Whilst the University is becoming more concerned with achieving an ethical ‘green’ status, there have been issues regarding its close ties with unethical companies. In particular, the fossil fuel industry, which is recognised as being one of the most environmentally damaging industries in the modern world, supplies up to 14% of the University’s investment funds totalling around £285,000 in shares, whilst supporting the arms trade totals 4% of investment shares.
Lancaster University has twice won the Carbon Reduction Awards, which recognises and rewards universities for ‘exceptional sustainability initiatives’, which Vice-Chancellor Professor Mark E Smith has previously acknowledged as being an “excellent symbol of our commitment to sustainability.” First awarded this in 2012 for the wind turbine initiative which generated around 15% of the University’s energy consumption, the University has promoted its ‘green’ status through encouraging staff and students to cooperate with the improvement of environmental energy consumption and sustainability.
However Lancaster, amongst many other universities across England and Wales, supports unethical oil companies responsible for destroying the environment such as BP and Shell. Although difficult to determine exactly, due to outsourcing to a private third party fund manager, Lancaster currently holds £73,561.90 in Dutch Royal Shell alone, amongst investment shares in other such unethical companies. These organisations have raised nationwide outrage with regards to their most recent exploitative developments, notably fracking, which involves drilling and injecting fluids at high pressure deep beneath the Earth to release natural gases.
Lancaster University Ethical Investments Group (LUEIG) argue that the University’s involvement and support of the fossil fuel industry and arms trade through investment contradicts the widespread view of Lancaster as an “ethical and environmentally friendly university.” They have been campaigning as part of a wider nationwide initiative, in a movement composed of staff and students calling for divestment from fossil fuels and the arms trade, and an ethical investment policy.

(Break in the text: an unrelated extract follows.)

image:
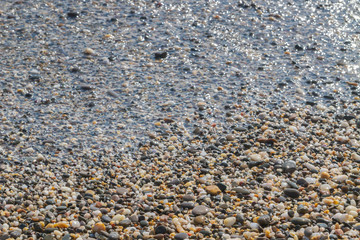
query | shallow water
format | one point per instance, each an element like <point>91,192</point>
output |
<point>220,52</point>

LUEIG have received celebrity endorsement for their campaign as featured on their Facebook page, featuring various MPs, journalists and human rights activists holding messages of support such as ‘Invest in Weapons not War’. The campaign has swept through the University extending to alumni and the outside wider community, with more than 700 signatures via their online petition to support their policies and demands. These are to include adopting an ethical investment policy, with commitment to divestment from fossil fuels and the arms trade whereby at least 25% of investments in renewables; energy efficiency; and the University’s own activities, like the mental health services amongst others. Campaigners have also called for an elected committee (including an elected student position) where investments can be scrutinised and made public to provide a transparent and informed perspective for those interested.
LUSU’s CCO (Environment and Ethics) Polly Davis describes the overwhelming support for the campaign as positive and reports how people petitioning appear to be “surprised” and “shocked” at discovering which investments the University holds, and are “keen” to support the group and spread awareness. Supporters of the online petition have voiced their opinions, citing their reasons for signing as “the University’s investments belie both the University’s climate change research and its multicultural student population (some of whose countries are hurt by the out of control arms trade)”, whilst pointing out that “reliance on oil, coal and gas causes a lot more problems than global warming.” Whilst there is real hypocrisy felt with regards to the University’s investments and its Green Aims, however, the group praise the University’s efforts in reducing carbon emissions, commitment to food sustainability and environment centre; Davis applauds Lancaster for “striving to be a Green university”, and encourages it to “build on these successes by endeavouring to make more sustainable, cleaner partnerships in the future.”